Se não fosse por Zich, morreria pelas mãos do irmão ou de Shalom; talvez se tornasse um monstro ao ser enganado pelo assassino.
“Se algo acontecer com ele, com certeza vou ajudá-lo.”
Nunca esqueceria da sua dívida, nem quando voltasse à tarefa anterior de ler o documento que estava segurando.
Ao mesmo tempo, Zich também estava olhando para a lua. O calor escaldante da fogueira superou um pouco a sua luz sutil e graciosa, mas não ofuscou.
Vários dias se passaram desde que deixaram o território dos Draculs e voltaram à rotina maluca onde apenas andavam na floresta sem seguir um caminho. Em contraste, ele olhou para o céu como se não tivesse passado por muitos problemas.
Porém, só ele.
— Ugh…
— Argh…
Hans e Snoc estavam deitados, e só os seus gemidos fracos indicavam que viviam.
Koo…
Nowem também deitou nas costas do garoto. Se os vissem, seriam confundidos com zumbis.
Zich estalou a língua.
— Deixei brincarem demais em Ospurin? Da próxima vez, vou pelo menos fazer vocês terem um treino básico…
— E-estou bem! — Hans logo se levantou.
Snoc, abraçando Nowem, fez igual e endireitou as costas. Se ajeitaram tão rápido que era difícil imaginar que estavam largados somente um segundo atrás.
— Descansem numa boa. Eu só estava brincando.
Os dois olharam um para o outro. Entretanto, a julgar pelo sorriso dele, não aparentava estar mentindo. Os dois reprimiram sua raiva por ele ter feito uma piada tão assustadora e deitaram de novo.
— Por que parecem estar tão descontentes?!
— C-claro que não, senhor!
— Sim, sim! Nós não temos nenhuma reclamação!
Pálidos, negaram o palpite dele, o fazendo rir.
— Mas o treinamento teve efeito. Vocês dois devem ter percebido na batalha.

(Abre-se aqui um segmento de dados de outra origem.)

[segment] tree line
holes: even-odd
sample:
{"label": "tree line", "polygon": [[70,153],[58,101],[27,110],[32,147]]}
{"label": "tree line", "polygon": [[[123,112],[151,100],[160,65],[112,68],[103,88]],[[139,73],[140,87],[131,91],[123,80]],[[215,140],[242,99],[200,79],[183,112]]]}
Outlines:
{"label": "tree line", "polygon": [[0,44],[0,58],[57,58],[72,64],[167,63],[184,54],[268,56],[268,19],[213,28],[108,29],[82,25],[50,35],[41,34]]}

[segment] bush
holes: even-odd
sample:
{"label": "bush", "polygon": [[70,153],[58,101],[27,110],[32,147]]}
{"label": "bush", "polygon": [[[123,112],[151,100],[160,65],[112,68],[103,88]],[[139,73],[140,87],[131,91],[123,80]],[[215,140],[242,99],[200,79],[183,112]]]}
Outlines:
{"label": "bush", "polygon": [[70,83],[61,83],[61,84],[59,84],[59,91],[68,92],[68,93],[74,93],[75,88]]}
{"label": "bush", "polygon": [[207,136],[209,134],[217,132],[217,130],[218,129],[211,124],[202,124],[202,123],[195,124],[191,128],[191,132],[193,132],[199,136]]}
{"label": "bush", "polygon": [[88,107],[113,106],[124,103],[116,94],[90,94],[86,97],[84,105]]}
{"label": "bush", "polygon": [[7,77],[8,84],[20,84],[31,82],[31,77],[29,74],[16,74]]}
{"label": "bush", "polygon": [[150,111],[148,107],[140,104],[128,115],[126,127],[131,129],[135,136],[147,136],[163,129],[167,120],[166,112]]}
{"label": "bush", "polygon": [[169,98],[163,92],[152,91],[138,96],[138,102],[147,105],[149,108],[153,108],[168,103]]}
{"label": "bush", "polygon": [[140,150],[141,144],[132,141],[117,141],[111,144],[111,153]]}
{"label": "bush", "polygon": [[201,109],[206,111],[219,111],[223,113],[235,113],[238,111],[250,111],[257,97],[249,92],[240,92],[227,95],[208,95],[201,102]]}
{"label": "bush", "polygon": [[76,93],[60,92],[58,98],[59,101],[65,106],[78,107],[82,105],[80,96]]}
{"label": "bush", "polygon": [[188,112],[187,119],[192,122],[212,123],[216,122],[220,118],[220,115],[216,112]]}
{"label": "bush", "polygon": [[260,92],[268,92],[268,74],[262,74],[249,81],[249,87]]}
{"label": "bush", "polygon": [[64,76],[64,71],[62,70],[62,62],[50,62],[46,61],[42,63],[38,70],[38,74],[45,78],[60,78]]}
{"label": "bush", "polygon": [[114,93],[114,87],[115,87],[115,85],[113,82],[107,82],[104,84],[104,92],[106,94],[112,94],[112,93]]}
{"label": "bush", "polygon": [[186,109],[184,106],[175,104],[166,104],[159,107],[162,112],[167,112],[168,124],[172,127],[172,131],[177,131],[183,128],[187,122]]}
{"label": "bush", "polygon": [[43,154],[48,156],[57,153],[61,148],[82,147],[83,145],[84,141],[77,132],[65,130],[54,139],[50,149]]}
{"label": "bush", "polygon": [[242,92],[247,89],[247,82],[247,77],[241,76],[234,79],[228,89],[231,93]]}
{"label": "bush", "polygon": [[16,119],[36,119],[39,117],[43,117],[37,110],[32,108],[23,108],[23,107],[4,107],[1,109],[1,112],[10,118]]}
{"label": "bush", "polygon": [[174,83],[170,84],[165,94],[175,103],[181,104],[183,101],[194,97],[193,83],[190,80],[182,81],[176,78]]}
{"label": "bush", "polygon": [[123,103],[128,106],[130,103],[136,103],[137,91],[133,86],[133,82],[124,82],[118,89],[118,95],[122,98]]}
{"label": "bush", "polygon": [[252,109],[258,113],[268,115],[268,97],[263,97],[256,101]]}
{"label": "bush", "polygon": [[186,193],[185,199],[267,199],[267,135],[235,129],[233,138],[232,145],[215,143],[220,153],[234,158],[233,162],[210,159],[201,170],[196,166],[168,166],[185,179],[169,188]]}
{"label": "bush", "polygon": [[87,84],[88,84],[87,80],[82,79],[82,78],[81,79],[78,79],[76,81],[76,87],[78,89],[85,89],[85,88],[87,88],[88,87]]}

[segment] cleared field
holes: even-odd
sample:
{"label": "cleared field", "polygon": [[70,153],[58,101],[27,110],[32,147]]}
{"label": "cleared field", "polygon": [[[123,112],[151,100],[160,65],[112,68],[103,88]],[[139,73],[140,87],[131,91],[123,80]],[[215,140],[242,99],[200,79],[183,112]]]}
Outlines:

Como ele falou, ambos tiveram um desempenho brilhante; Hans ajudou Zich enquanto Snoc lutava contra o líder dos assassinos sozinho.
— Claro, não estão perfeitos. — Seus olhos se tornaram frios — Deveriam pelo menos ter as habilidades para lutar com aquele cara.
— M-mas, senhor, eu ganhei.
Koo!
Com calma, ele, confiante após lutar e vencer, afirmou sua opinião com o apoio de Nowem.
— Tudo bem. Então, da próxima vez que encontrarmos alguém parecido, vou te jogar mais uma vez. Mas você não terá a vantagem de estar no subsolo.
Snoc fechou a boca.
— É sério, o que você tinha na cabeça? Quase que não conseguiu derrotá-lo mesmo depois de ter destruído tudo. Pode se orgulhar só após vencer na luz do dia.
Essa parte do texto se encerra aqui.